Am 10.11.2014 um 04:08 schrieb Michael Biebl:
> Am 10.11.2014 um 04:02 schrieb Christoph Anton Mitterer:
>> Hey Michael...
>>
>> On Mon, 2014-11-10 at 03:40 +0100, Michael Biebl wrote: 
>>> allow-hotplug interfaces are configured when the actual hardware is
>>> available.
>> But you have seen what I've wrote previously,.. that I *do* in fact also
>> have issues with allow-hotplug... so there most likely is something
>> fishy there (or in unit files of services) as well..
>> So is this something that I should deal with in another bug?
> 
> You are conflating two issues.
> Bringing an interface up with ifup@.service is not racy, since it runs
> when the hardware is actually added. *BUT* you lose the synchronisation
> point that is /etc/init.d/networking, since ifup@.service can be
> triggered at any time and doesn't delay boot.
> SysV init script (or other services which depend on $network or
> network.target) therefor have a problem with allow-hotplug.

To provide such a syncronisation point, i.e. having network.target and
network-online.target [1] properly hooked up, I've implemented a PoC
ifupdown-wait-online service.
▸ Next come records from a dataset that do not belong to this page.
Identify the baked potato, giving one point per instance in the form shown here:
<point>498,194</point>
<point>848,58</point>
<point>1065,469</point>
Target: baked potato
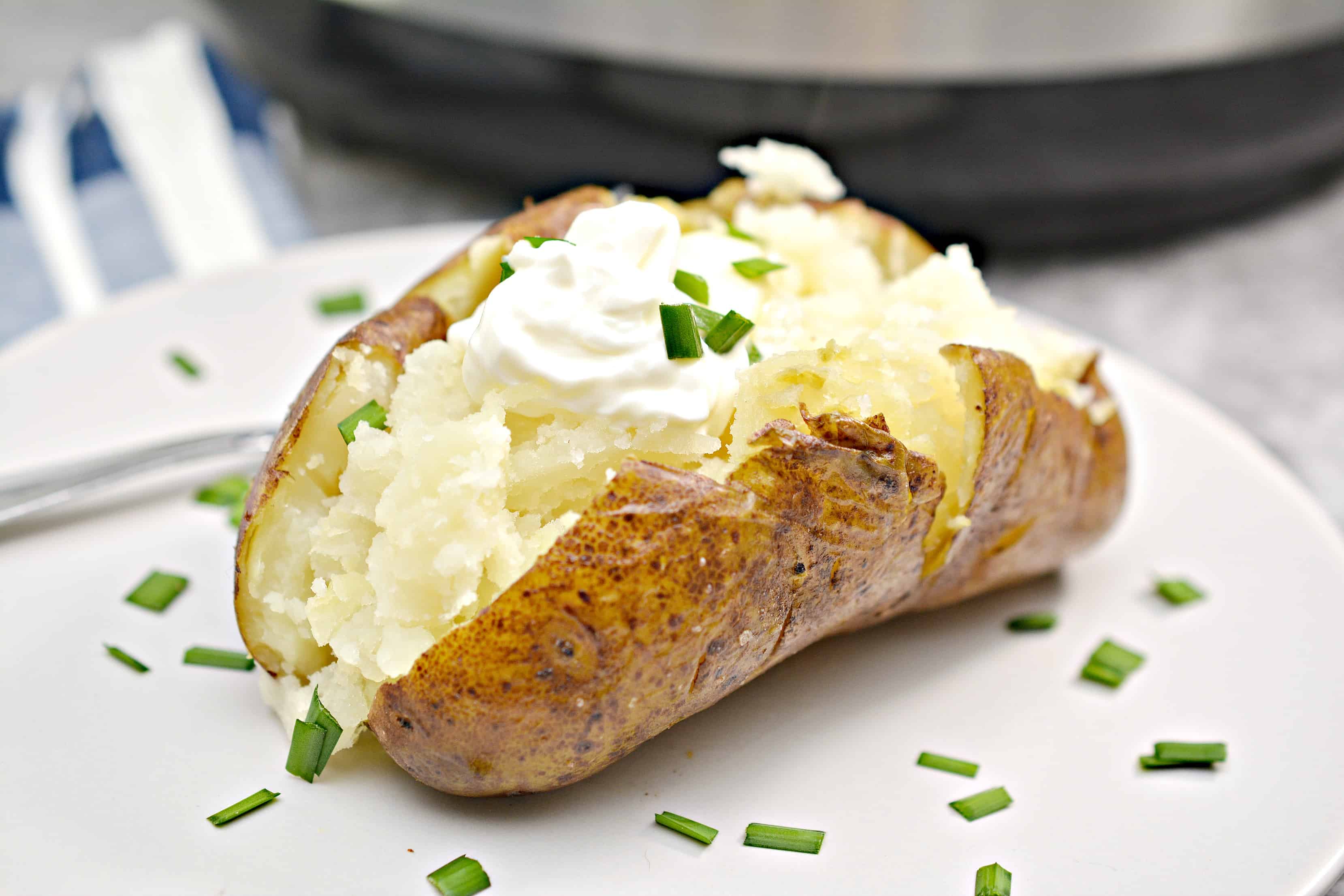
<point>512,601</point>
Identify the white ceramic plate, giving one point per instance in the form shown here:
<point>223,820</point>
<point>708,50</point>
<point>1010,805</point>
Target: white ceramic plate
<point>107,777</point>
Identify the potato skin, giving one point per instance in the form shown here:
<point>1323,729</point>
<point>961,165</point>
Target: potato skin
<point>674,590</point>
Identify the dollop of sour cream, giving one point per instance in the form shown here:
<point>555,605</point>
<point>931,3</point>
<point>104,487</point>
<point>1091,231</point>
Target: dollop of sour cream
<point>784,173</point>
<point>578,322</point>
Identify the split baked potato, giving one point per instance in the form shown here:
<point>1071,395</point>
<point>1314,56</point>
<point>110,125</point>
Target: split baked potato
<point>514,602</point>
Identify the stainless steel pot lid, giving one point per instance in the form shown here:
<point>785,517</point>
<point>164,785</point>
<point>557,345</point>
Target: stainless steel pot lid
<point>892,39</point>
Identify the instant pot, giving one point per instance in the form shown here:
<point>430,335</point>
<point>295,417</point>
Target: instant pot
<point>1019,124</point>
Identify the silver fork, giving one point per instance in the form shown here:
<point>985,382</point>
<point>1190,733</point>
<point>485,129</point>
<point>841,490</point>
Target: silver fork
<point>43,489</point>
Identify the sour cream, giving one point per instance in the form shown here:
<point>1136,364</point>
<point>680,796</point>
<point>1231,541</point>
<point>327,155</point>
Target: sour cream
<point>578,322</point>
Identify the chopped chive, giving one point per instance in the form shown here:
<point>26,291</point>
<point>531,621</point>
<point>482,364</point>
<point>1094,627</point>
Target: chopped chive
<point>126,657</point>
<point>460,878</point>
<point>185,365</point>
<point>537,241</point>
<point>218,657</point>
<point>683,825</point>
<point>342,303</point>
<point>305,750</point>
<point>158,591</point>
<point>994,880</point>
<point>727,332</point>
<point>706,319</point>
<point>983,804</point>
<point>755,268</point>
<point>1033,623</point>
<point>1178,751</point>
<point>225,491</point>
<point>693,285</point>
<point>371,414</point>
<point>1178,591</point>
<point>242,808</point>
<point>679,331</point>
<point>740,234</point>
<point>1148,764</point>
<point>1111,664</point>
<point>320,717</point>
<point>798,840</point>
<point>947,764</point>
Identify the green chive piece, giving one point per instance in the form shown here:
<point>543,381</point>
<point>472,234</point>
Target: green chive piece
<point>342,303</point>
<point>371,414</point>
<point>740,234</point>
<point>158,591</point>
<point>983,804</point>
<point>1178,751</point>
<point>1178,591</point>
<point>994,880</point>
<point>1111,664</point>
<point>319,715</point>
<point>218,657</point>
<point>537,241</point>
<point>1148,764</point>
<point>683,825</point>
<point>305,750</point>
<point>727,332</point>
<point>126,657</point>
<point>185,365</point>
<point>1033,623</point>
<point>225,491</point>
<point>755,268</point>
<point>679,332</point>
<point>242,808</point>
<point>796,840</point>
<point>460,878</point>
<point>693,285</point>
<point>947,764</point>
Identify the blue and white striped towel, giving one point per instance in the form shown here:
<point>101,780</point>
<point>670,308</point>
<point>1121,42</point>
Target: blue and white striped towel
<point>152,160</point>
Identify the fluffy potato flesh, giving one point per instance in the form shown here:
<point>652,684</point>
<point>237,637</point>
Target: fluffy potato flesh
<point>362,559</point>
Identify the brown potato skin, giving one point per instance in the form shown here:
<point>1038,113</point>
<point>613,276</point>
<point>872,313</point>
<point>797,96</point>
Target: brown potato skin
<point>674,590</point>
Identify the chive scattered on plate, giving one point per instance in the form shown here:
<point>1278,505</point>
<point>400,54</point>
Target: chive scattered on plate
<point>225,492</point>
<point>319,715</point>
<point>185,365</point>
<point>460,878</point>
<point>371,414</point>
<point>1111,664</point>
<point>947,764</point>
<point>679,331</point>
<point>1178,751</point>
<point>983,804</point>
<point>535,242</point>
<point>798,840</point>
<point>242,808</point>
<point>740,234</point>
<point>994,880</point>
<point>220,659</point>
<point>1178,591</point>
<point>727,332</point>
<point>305,750</point>
<point>683,825</point>
<point>342,303</point>
<point>693,285</point>
<point>1033,623</point>
<point>158,591</point>
<point>127,659</point>
<point>755,268</point>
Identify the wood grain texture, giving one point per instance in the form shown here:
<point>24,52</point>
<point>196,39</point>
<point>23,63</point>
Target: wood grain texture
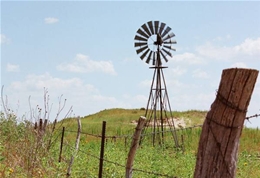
<point>219,141</point>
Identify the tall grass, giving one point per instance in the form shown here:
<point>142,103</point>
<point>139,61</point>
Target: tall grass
<point>22,154</point>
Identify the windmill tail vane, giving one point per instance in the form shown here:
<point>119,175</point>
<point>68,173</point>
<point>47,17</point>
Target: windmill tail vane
<point>153,43</point>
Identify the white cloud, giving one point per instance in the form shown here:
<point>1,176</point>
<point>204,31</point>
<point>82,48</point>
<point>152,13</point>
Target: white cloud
<point>4,39</point>
<point>249,46</point>
<point>38,82</point>
<point>198,73</point>
<point>12,68</point>
<point>178,71</point>
<point>51,20</point>
<point>215,52</point>
<point>82,64</point>
<point>188,58</point>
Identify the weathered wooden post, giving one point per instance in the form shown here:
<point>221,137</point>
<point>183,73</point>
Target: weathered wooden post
<point>134,146</point>
<point>219,140</point>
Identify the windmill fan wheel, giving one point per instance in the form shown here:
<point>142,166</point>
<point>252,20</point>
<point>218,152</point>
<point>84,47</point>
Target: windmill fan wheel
<point>153,40</point>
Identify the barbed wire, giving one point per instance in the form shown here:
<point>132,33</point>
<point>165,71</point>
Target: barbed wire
<point>123,166</point>
<point>131,135</point>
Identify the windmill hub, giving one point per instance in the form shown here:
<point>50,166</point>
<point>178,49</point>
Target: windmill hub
<point>153,43</point>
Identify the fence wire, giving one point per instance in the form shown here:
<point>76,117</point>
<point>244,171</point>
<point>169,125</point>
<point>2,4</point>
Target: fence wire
<point>123,166</point>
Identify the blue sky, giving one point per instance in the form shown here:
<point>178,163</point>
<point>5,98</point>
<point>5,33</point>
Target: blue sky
<point>85,52</point>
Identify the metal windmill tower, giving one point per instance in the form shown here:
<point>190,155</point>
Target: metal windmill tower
<point>153,43</point>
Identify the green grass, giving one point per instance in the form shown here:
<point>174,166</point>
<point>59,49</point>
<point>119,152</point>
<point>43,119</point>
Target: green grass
<point>15,153</point>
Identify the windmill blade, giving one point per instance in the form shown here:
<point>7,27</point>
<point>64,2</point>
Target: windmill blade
<point>140,38</point>
<point>170,42</point>
<point>167,52</point>
<point>139,31</point>
<point>137,44</point>
<point>141,49</point>
<point>144,54</point>
<point>150,24</point>
<point>169,36</point>
<point>156,26</point>
<point>169,47</point>
<point>166,31</point>
<point>146,30</point>
<point>161,28</point>
<point>164,57</point>
<point>149,57</point>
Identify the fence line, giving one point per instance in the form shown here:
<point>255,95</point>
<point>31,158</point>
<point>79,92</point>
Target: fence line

You can get it from [2] and enable it via
"systemctl enable ifupdown-wait-online.service".

This service is hooked up into network.target and network-online.target
and blocks until one interface has been successfully configured or a
timeout is reached.
SysV init scripts which require $network will therefore be started after
at least one interface has been configured, no matter if auto or
allow-hotplug.

As said, this is  PoC and we can further discuss what "network up"
actually is supposed to mean: one interface up, all interfaces up, etc.




[1] http://www.freedesktop.org/wiki/Software/systemd/NetworkTarget/
[2] https://people.debian.org/~biebl/ifupdown-wait-online.tar.gz
-- 
Why is it that all of the instruments seeking intelligent life in the
universe are pointed away from Earth?